Summer time is known for good times, easy living gloriously long lit days. But as with every good thing, along comes it's flaws. There are many summer bummers that can be easily avoided in order to have a more pleasant summer. Here are just two of the most dangerous summer bummers.

It's always a great idea to watch and protect your skin while out in the powerful UV rays. By the time the sun hits your skin, it will have traveled for eight "light minutes", even so the rays still have the power to break the elastic bands in your skin's collagen turning it into what looks like, through a microscope, scar tissue and to the naked eye, it looks like hell.

UV rays exist in three-forms; UVA, UVB, and UVC. UVA has a long wavelength which allows to escape through clouds and haze. UVB rays have a shorter wavelength and a more powerful punch. UVC rays have such a short wavelength that it can't get past the ozone layer to reach us. UVB is what causes sunburns, this is a fact and what keeps sunscreen-industrys still in business. Always wearing your sunscreen allows us to stay out in the sun much longer without burning.

Another scary summer bummer is drowning.

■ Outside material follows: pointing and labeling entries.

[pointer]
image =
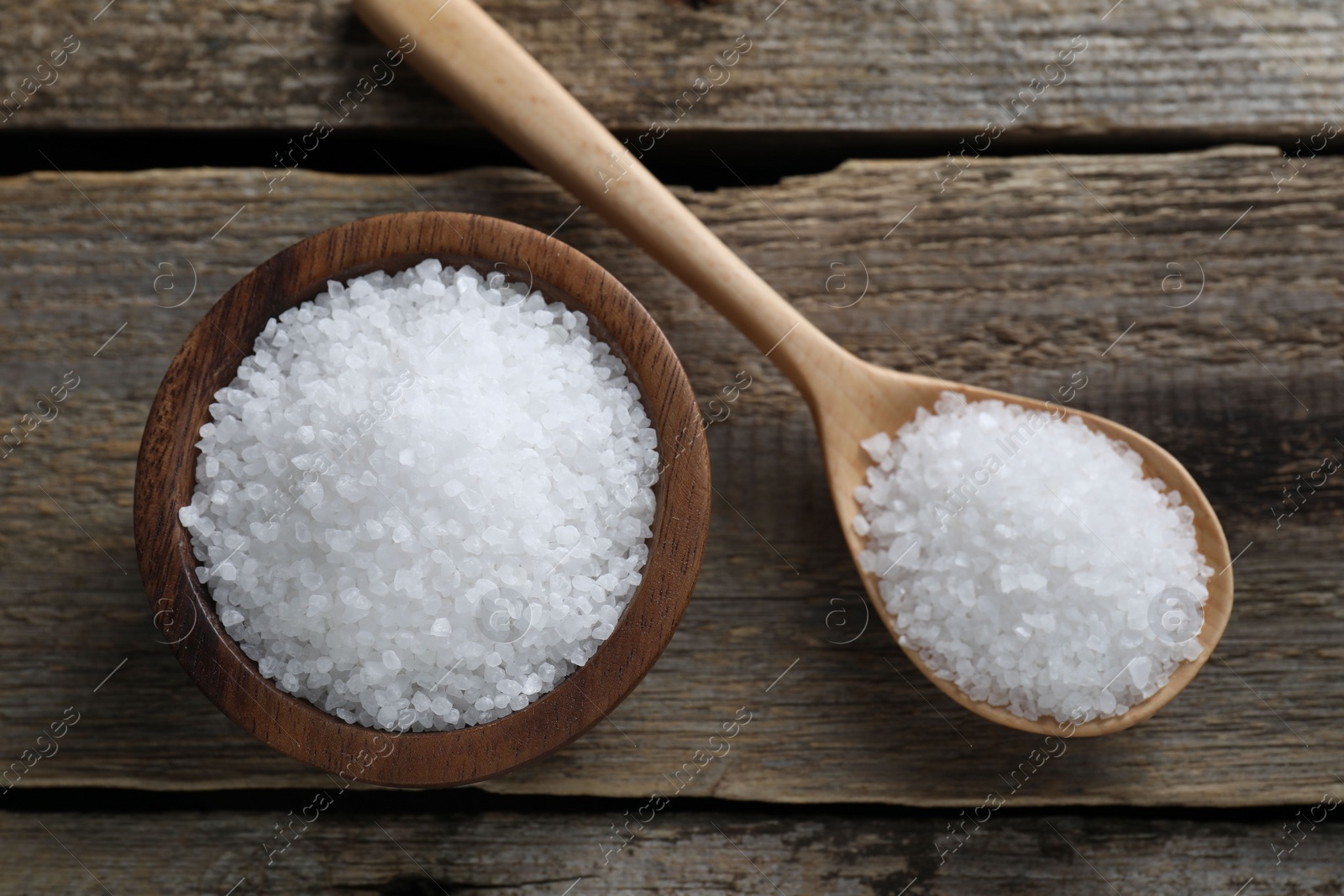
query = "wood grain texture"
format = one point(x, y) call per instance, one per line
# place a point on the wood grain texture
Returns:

This is not, at all, a pleasant way to go, as we all should know. Researches have found that there are four different ways to drowning.

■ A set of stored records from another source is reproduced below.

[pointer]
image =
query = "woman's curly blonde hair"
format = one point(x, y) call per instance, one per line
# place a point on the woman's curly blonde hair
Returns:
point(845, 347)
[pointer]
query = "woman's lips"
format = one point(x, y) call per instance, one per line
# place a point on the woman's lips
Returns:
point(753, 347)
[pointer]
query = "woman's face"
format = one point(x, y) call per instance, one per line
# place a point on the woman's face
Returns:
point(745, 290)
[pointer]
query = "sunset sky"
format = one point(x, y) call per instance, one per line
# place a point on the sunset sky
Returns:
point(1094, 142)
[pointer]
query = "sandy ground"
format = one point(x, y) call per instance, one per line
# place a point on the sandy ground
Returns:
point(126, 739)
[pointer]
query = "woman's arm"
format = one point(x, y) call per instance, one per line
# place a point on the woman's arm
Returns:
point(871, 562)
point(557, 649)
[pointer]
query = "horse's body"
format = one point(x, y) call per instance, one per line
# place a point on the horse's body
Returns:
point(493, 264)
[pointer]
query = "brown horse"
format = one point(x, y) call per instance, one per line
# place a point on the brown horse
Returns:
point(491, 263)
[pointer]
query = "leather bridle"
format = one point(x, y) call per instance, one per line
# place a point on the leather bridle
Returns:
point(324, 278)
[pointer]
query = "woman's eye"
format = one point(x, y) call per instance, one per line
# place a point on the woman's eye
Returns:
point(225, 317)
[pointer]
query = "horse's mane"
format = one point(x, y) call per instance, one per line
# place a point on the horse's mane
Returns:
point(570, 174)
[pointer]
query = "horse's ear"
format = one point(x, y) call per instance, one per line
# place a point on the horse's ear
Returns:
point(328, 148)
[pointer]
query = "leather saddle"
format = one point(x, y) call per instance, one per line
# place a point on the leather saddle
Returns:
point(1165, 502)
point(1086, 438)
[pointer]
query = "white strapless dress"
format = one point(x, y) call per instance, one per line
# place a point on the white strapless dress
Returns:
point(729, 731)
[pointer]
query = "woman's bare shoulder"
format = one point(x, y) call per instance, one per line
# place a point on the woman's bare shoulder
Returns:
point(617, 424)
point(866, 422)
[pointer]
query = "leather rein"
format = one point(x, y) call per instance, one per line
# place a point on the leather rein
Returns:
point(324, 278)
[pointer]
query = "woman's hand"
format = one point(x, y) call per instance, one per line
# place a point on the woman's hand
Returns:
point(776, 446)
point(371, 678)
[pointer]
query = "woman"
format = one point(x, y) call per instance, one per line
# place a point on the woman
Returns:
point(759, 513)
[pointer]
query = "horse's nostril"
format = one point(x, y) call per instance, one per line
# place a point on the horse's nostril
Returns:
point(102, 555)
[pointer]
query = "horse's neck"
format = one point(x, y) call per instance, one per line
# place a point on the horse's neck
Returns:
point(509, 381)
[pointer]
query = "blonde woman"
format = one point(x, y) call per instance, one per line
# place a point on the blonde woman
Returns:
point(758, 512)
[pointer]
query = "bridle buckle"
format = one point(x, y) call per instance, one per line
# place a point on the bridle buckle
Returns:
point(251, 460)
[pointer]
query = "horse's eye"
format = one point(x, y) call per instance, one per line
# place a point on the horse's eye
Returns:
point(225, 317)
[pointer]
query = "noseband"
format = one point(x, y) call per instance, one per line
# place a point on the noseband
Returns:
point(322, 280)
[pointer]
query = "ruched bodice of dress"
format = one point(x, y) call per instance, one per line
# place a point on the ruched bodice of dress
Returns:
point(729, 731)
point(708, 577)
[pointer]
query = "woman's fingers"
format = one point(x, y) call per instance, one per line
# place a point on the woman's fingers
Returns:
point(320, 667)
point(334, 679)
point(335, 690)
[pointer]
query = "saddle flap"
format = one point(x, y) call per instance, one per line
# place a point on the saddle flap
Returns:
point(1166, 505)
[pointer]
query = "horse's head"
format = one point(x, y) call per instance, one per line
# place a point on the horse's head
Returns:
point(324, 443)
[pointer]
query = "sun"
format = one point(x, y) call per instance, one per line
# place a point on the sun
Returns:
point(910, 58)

First is "dry drowning", this is when a person's submerged larynx goes into spasms, closing off the windpipe. In this case death is caused by suffocation and no water is actually ever entered into the lungs. Then there is "wet drowning", which actually has two types. Number one can happen in the ocean when the salt water flows in to the lungs and because of osmosis, takes fluids from the body itself, when in the end makes the person drown in their own fluids. Number two happens in fresh water. The liquid is absorbed into the bloodstream from the lungs which causes blood cells to swell and burst which will eventually cause ventricular fibrillation and death. The forth form is known as "secondary drowning". This happens when someone has been miraculously saved after a near-drowning and is sent home only to die with in 96 hours. This happens because of aspiration pneumonia brought on by bacteria and microbes in the water that filled the lungs. Always remember that no matter how great of a swimmer you are, no one is as powerful as the ocean, and also its a good idea to keep that old rule in mind about swimming with a buddy, they can save your life.